Behind him Annabel and Archie concentrated on each other, not noticing what was going on in the front. Annabel was really struggling now. She held her nose with the hand Archie wasn’t holding, her eyes wide with fear; she wasn’t going to make it to the end of the tunnel.
Archie continued to smile back and held her hand even tighter. Big Brother time, he thought. He grabbed the wipe-clean board and pen, rubbed the picket fences away with his fingers, and began to write. He was glad he was left-handed with Annabel holding his right hand so tightly. He smiled at her as he held the board up.
‘Its ok. monsters not reel. You can breath… ssssh!’ it read.
He knew his spelling was poor, but he was in a rush. He dropped the board and held his index finger up to his mouth in a “sssh” gesture and winked again at Annabel.
Kerry began to hurt as her lungs burned. She dry-swallowed in the way people do when trying to ignore the fact they are not breathing but their brain is telling them it is time to open up and let the air in. Whose stupid idea was this, anyway, she asked herself? She had been crap at it when she played as a kid!
Karl was as low as he could get in his seat while still being able to drive safely. He looked up at Kerry, his mouth shut tight but grinning like an idiot. She looked down at him, smiling back. He can be short-tempered at times, she thought but, mostly, he is a good dad.
Kerry blinked hard in the flash of light as the car breached the end of the tunnel. She breathed out in a sudden explosion of air, dragging it back into her lungs in two sharp breaths of relief. Karl copied her, blinking in the light, but still smiled to himself.
And then the screaming started.
Karl smiled to himself, pleased with his prank. Kerry hit him on the arm. “It’s okay kids,” she reassured them, “Daddy’s still here.”
Karl pushed himself up in his seat as Kerry twisted her head towards the backseat. Karl concentrated on the car in front as he wriggled upright, grinning. What’s the point in fatherhood if you can’t scare your kids from time to time, he thought?
Archie sat on his booster, screaming, and staring at his sister’s car seat. Or at least the space her car seat had occupied when they had entered the tunnel. The seat had vanished, and Annabel was nowhere to be seen; the seatbelt that had secured the seat was still in place, locked into the clasp.
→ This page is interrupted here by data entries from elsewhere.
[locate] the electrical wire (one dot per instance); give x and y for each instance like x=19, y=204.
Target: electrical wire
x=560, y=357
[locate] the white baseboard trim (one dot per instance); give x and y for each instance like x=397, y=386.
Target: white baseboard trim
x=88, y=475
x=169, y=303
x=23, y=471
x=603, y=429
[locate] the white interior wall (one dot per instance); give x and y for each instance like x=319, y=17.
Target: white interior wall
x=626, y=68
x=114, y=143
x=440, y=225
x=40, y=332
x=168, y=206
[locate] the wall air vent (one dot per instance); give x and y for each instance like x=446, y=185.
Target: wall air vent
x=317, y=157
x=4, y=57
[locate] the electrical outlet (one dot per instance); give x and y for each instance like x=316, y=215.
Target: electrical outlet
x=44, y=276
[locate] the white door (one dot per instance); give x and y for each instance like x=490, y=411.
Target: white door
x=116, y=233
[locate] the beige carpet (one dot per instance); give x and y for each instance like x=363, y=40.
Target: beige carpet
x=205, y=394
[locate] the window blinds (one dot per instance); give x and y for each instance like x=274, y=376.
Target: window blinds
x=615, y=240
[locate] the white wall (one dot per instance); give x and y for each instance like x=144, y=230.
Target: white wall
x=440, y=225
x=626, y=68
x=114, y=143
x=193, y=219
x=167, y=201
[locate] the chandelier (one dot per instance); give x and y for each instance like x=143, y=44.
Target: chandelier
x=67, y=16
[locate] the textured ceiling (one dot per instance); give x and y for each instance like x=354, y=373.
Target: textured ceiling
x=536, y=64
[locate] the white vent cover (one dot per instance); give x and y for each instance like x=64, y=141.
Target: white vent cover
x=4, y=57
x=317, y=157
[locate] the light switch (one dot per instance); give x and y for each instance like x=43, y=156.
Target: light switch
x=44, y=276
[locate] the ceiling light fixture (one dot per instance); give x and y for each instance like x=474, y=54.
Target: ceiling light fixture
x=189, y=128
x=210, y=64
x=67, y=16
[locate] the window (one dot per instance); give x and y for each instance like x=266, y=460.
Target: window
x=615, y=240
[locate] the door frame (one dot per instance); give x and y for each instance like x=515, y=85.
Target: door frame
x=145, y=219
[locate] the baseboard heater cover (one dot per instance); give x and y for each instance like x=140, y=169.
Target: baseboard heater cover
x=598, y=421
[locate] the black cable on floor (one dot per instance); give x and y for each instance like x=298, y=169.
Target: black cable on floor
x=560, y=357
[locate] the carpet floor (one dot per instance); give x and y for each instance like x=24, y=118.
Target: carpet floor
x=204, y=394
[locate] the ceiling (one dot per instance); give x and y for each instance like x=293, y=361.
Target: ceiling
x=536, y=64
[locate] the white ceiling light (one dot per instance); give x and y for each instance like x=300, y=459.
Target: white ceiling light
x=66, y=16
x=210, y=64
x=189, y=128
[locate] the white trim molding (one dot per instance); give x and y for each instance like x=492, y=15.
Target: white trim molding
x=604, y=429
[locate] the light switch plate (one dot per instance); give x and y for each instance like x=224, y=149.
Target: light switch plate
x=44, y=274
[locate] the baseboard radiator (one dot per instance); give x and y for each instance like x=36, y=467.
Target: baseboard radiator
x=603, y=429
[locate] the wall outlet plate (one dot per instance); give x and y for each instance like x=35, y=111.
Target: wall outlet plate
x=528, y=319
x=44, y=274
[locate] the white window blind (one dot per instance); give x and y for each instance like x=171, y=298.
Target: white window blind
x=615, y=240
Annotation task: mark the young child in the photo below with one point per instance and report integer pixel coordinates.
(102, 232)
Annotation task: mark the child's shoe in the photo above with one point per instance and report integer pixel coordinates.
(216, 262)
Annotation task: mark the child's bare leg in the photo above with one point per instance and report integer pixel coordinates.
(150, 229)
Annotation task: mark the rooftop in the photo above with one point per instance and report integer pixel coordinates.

Kerry turned to Archie, a confused look on her face. Archie continued to yell as screams burst from his mother’s throat and threatened to drown his out. They both stared in absolute terror at the no man’s land between the kids’ seats. The wipe-clean board sat on the car seat, Archie’s message still upon it, but now punctuated with red spots that dripped down from Annabel’s severed hand, still clutched tightly in Archie’s Big Brother grip.